Толлер отпрянул, но вслепую – очки всё ещё мутила известковая пыль. Но это получилось как-то не очень далеко, не дальше сапога Войткевича, который вырос в серой мути перед самым его носом.
– Всё, братцы, момент нашей внезапности исчерпан… – резюмировал лейтенант свои наблюдения последних минут.
Похоже, это поняли и немцы. Спешить незачем. Отсюда и небольшая заминка в их нестройных рядах. Сообразив, что нащупал наконец-таки место сосредоточения всей (или почти всей) диверсионной группы противника, заместитель покойного Пехвогеля, штабс-гефрайтер Фогель дождался, пока во двор усадьбы, со скрежетом раскидав кованые ворота, вкатил пятнистый, как жаба, «шверер» – бронетранспортёр полевой жандармерии.
Тактическую инициативу оберлейтенанту Габе штабс-гефрайтер Фогель отдал и по субординации, и по совести. В том смысле, что бы дальше ни произошло, пусть это будет теперь на его… Пусть уж оберлейтенант теперь как-то умудряется взять русских живьём, притом что сдаваться живьём – как-то вообще не очень по-русски и совсем не по-партизански…
Интерьер
– Что, опять?! – невольно вырвалось у Дитриха Габе с возмущением и досадой, без всякого намёка на чинопочитание и, вообще, едва ли не с прибавкой: «Donnerwetter!
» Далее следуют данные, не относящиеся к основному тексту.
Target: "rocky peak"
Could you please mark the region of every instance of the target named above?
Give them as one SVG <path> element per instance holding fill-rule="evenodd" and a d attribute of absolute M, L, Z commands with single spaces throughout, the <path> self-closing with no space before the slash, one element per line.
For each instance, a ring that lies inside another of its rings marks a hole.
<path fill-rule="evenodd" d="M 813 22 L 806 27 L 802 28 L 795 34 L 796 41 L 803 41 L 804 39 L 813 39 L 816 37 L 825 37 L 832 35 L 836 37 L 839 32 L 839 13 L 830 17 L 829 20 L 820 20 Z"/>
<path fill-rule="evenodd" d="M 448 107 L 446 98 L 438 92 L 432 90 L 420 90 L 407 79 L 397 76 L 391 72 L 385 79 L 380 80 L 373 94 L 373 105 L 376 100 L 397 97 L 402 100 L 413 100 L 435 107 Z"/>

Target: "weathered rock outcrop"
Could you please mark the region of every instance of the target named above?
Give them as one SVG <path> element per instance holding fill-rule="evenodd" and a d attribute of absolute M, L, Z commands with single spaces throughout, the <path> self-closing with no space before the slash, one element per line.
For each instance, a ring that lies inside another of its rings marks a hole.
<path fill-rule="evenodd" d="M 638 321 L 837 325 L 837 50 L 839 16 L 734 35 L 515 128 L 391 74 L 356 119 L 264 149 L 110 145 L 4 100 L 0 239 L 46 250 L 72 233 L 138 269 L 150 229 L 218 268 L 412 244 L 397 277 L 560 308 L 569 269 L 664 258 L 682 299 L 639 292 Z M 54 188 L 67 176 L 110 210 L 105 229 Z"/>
Да пошёл ты…»
Бреннер посмотрел на него снизу-вверх усталым невидящим взглядом и, сначала показалось, даже не услышал ни того, что вырвалось у Дитриха, ни того, что так и не вырвалось…
– Вы не ослышались, оберлейтенант, – рассеянно повторил человек из абвера, хоть и косвенный, но всё-таки большой начальник. – Прикажите своим людям залечь и отстреливаться.
Дитрих соскочил с угловатой пятнистой брони открытого кузова.
«Залечь и отстреливаться… – скрипнул он зубами. – Отстреливаться, как будто не мы их прищемили, как крыс в углу, а они нас… Точно как в прошлом году, когда этот сухопарый так же безапелляционно приказал выпустить русских разведчиков из Гурзуфа. Когда вы уже наиграетесь?»
– Рассредоточиться! – тем не менее хмуро пробормотал Габе, обращаясь теперь к Фогелю.
– Und? – пожелал подробностей штабс-гефрайтер.
– И изображайте боевое рвение… – вполголоса процедил Дитрих.
– Und? – вновь пожелал подробностей штабс-гефрайтер.
– И отгоните «крокодила» к усадьбе… – буркнул Дитрих, мотнув головой в сторону бронетранспортёра с угловатым приплюснутым носом, и впрямь напоминающим крокодилью челюсть.
– А разве не стоит использовать его по прямому назначению? – пользуясь некоторой защитой элитного мундира, возразил всё-таки эсэсовец – не сумел преодолеть несколько брезгливого пренебрежения фронтового кадра этим тыловым живодёром.
– Не стоит, – с неменьшим пренебрежением смерил его взглядом оберлейтенант («привыкли там, на парадах, а как до дела – на броню лезут…»). Насколько я помню, под Одессой, истреблять нашу бронетехнику было делом чести каждого русского матроса. А мы имеем дело как раз с ними.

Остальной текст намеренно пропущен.